Verve, vibrancy and youthful vigour - these newly emerging artists all delight in the physicality of paint and demonstrate its vitality in widely varying ways.
From raw, frantic mark-making to contained but nonetheless powerful brushwork, these on-the-up artists imbue their work with an energy that's almost palpable.
New York artist Andy Piedilato's hi-energy canvases are, we predict, destined for great things.
Recurrent motifs of brick walls or fences fail to contain explosions of agressive, impasto pigment in the colours of blood, smoke and bone.
As the indistinct outlines of convulsing bodies or razor-toothed gremlins emerge from the tangle of mark-marking, it's tempting to view Piedilato's paintings as some kind of unconscious battleground in which chaos - albeit a kind of caricatured carnage - is determined to take hold.
Whatever the reading, Piedilato's recent transition from abstraction to figuration has served him well, and for sheer painterly spectacle, we'd rate him among the most promising of current American painters.
The work of Spanish artist Gorka Mohamed (born 1978) radiates comic exuberance, but like all burlesque also maintains a sharply critical edge.
Mohamed's cast of absurd characters (the generic figure of the artist occurs with regularity) are often constructed of, and surrounded by, the implements of art-making and spillage of its history; McCarthy-esque blockheads don 17th century ruffs or disport in surreal-lite settings.
His appropriation of key elements of the cartoon - googly eyes, exaggerated textures - seem bent on undermining the high-seriousness of art, yet many of his techniques and references pay tribute to its nobler traditions.
With rippling lines of colour, Mohamed threads together a singular, uneasy commentary on culture and its edifices.
It's hard to know quite what to make of the work of Los Angeles-based Ian Pines, but his own description of his practice pretty much nails the paradox at its heart.
"Expressionistic gestures in ... improvisational fashion result(s) in a compounding of second-guesses wrought with frustration at the collapse of control."
While his drive for authenticity is indeed thrillingly palpable, it can also be a hit and miss affair. After all, if control 'collapses', results are unlikely to consistently make the grade.
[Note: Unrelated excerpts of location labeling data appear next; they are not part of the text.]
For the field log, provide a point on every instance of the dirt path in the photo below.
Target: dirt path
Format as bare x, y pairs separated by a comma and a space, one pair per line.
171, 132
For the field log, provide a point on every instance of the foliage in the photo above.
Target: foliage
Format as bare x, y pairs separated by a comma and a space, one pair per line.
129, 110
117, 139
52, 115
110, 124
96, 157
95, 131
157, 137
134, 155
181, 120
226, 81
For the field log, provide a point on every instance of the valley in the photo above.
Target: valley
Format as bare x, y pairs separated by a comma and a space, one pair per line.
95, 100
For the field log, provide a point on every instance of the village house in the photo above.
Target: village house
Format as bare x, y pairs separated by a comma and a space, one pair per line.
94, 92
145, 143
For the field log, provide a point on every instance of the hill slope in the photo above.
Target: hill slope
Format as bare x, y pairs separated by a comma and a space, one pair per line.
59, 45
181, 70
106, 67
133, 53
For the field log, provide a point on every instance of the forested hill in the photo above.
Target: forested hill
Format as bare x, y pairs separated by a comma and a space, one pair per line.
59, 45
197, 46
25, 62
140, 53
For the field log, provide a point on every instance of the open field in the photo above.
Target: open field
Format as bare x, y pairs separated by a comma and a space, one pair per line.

Certainly, Pines' prolific output includes paintings that simply fail to coalesce, but what we'd consider the best of his work pays rare dividends. Vibrant and grippingly personal, his "over the top" impasto resonates with anxious energy. What's more, his recent graduate show (from the MFA programme at UCLA) featured large works of such startling intensity that they left most of the other exhibits reeling in their wake.